Sans titre


Par Joël Peran



Marie répond à l'appel de la sonnerie stridente du radio réveil en pressant le bouton d'arrêt. Elle le connait par coeur.

Elle s'étire délicatement, baille et se lève doucement. Elle enfile ses pantoufles : le parquet de la chambre est peut être

tiède, mais le carrelage de la cuisine ne ferait pas bon ménage avec ses pieds nus. Machinalement, elle allume la télévision

pendant que son café se réchauffe dans le micro onde. Emmanuel Macron apparait en gros plan, derrière un journaliste présentant

les infos. Marie sourit légèrement. La voix du journaliste ne correspond pas aux mouvements de lèvres du président, mais le mot

qui lui vient est : ventriloque. Elle écoute sans écouter. Elle étale une fine couche de miel sur une biscotte et attend

patiemment le ding du microonde, signe que son déjeuner peut commencer. Marie aime prendre son petit déjeuner debout. En flanant.
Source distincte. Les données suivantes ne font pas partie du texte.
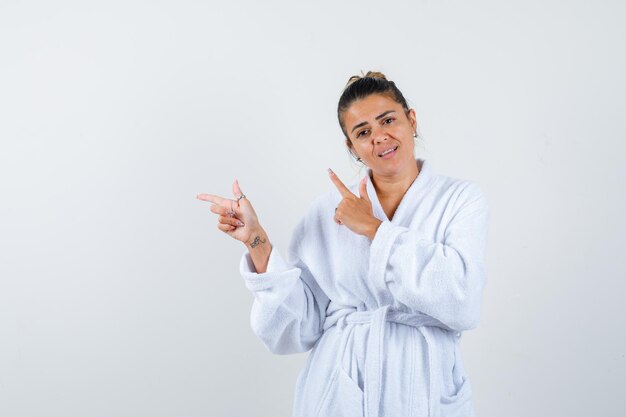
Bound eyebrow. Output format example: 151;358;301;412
350;110;395;133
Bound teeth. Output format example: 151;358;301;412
379;146;398;156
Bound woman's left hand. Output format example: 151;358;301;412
328;169;382;240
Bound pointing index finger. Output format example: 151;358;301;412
196;194;227;205
328;168;352;197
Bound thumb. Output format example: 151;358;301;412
359;177;371;203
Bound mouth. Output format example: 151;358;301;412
378;145;400;158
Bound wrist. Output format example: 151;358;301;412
244;227;269;249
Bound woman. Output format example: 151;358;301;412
198;72;488;417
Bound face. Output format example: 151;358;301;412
343;94;417;175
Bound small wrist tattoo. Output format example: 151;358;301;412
250;236;265;248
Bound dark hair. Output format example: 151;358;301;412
337;71;409;139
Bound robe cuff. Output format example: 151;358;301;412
239;245;299;291
369;220;407;293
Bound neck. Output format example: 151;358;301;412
372;159;420;200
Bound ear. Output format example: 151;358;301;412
406;109;418;131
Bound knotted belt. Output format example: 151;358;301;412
324;306;448;417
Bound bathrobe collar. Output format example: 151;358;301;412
367;158;434;224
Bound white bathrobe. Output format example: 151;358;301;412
239;158;488;417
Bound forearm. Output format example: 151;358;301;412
245;228;272;274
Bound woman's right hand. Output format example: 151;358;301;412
196;180;262;244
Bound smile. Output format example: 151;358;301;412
378;146;398;158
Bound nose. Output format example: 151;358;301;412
372;126;388;143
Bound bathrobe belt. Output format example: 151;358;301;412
324;306;442;417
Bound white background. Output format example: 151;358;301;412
0;0;626;417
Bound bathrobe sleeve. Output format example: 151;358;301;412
240;219;329;355
369;182;489;331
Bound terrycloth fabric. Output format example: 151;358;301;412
240;159;488;417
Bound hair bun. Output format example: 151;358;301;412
344;70;387;89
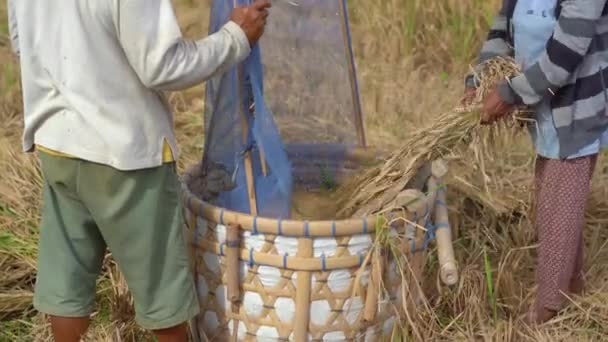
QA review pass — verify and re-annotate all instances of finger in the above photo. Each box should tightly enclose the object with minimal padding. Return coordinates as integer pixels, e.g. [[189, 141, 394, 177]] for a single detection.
[[251, 0, 272, 11]]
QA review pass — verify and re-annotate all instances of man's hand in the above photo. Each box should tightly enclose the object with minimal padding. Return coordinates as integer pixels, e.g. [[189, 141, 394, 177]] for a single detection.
[[481, 88, 515, 125], [230, 0, 272, 46]]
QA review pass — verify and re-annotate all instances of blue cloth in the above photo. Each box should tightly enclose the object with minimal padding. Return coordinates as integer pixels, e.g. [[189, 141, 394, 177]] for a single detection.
[[203, 0, 293, 219], [512, 0, 608, 159]]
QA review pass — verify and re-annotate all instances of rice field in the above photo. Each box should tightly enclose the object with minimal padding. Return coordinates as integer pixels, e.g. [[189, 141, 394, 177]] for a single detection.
[[0, 0, 608, 341]]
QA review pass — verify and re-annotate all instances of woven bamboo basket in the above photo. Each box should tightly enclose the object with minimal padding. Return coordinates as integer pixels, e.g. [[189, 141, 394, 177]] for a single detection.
[[183, 145, 451, 341]]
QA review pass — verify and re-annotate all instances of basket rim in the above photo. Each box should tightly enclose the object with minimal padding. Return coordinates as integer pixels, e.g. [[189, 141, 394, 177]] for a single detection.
[[182, 164, 436, 238]]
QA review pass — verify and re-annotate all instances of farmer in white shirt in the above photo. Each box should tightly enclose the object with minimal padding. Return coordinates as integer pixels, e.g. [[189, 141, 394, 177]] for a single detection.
[[8, 0, 270, 342]]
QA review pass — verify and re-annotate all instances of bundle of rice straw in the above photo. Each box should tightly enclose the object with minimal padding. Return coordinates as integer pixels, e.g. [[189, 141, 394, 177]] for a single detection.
[[337, 57, 521, 218]]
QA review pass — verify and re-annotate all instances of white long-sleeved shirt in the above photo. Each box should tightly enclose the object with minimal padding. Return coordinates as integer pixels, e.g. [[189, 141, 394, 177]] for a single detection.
[[8, 0, 251, 170]]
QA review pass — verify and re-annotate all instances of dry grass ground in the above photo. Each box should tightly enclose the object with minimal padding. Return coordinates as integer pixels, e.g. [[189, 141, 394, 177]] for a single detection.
[[0, 0, 608, 341]]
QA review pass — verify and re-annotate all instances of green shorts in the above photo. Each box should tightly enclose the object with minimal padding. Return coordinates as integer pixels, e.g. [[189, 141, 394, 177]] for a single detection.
[[34, 152, 199, 330]]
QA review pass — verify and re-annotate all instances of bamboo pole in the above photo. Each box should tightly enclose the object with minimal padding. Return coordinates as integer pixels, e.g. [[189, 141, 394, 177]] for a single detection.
[[226, 224, 241, 304], [434, 184, 458, 286], [180, 191, 435, 237], [293, 238, 313, 342], [363, 250, 384, 325], [336, 0, 367, 148]]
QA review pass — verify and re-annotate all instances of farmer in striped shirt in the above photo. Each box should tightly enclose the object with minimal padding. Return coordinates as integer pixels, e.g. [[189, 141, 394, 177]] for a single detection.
[[466, 0, 608, 323], [8, 0, 270, 342]]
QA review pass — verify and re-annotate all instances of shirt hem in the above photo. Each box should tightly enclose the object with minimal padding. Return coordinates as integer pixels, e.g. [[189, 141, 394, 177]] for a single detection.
[[23, 139, 176, 171]]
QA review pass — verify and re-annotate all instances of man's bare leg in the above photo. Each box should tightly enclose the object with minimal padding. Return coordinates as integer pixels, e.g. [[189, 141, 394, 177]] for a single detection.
[[154, 323, 188, 342], [51, 316, 90, 342]]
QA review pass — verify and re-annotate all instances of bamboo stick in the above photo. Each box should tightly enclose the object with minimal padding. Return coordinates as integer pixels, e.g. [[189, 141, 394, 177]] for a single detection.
[[185, 190, 435, 237], [293, 238, 313, 342], [363, 250, 384, 325], [226, 224, 241, 304], [339, 0, 367, 148]]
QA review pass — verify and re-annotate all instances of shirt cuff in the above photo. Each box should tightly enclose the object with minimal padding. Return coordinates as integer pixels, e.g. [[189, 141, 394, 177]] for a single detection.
[[498, 81, 523, 105], [224, 21, 251, 60]]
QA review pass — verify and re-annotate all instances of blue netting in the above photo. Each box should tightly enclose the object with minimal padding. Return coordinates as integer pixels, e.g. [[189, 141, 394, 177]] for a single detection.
[[203, 0, 358, 218]]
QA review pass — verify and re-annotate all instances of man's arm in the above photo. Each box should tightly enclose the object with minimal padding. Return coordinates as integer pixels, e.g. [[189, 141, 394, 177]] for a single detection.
[[499, 0, 607, 105], [115, 0, 258, 91], [8, 0, 20, 56], [465, 0, 513, 88]]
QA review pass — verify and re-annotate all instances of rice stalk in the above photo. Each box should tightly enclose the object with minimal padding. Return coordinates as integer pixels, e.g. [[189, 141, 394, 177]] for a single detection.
[[483, 248, 498, 322], [337, 57, 519, 218]]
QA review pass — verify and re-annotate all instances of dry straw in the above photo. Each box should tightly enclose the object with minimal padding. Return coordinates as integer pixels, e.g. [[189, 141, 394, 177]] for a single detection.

Marie adore le craquement que produit la biscotte quand elle mord dedans. Elle pose le regard par la fenêtre. Le boulevard en

dessous est désert. Les voitures sont à l'arrêt, sagement endormies au bord des trottoirs. Aucun passant. Aucun bruit.

Sauf celui de sa biscotte qui en devient maintenant presque dérangeant. Le journaliste sur l'écran a laissé place à des

publicités. On passe de Louis Vuitton à des tranches reconstituées de poulet rôti. Passionnant. Le regard de Marie se perd au loin.

Bien plus loin que la barre d'immeubles qui longe le boulevard. Elle rêve de marcher dans l'herbe fraiche,

de sentir sous ses pieds nus la rosée du matin. Elle rêve d'extérieur, de vie, de vagues, d'embruns sur les rochers. De soleil aussi.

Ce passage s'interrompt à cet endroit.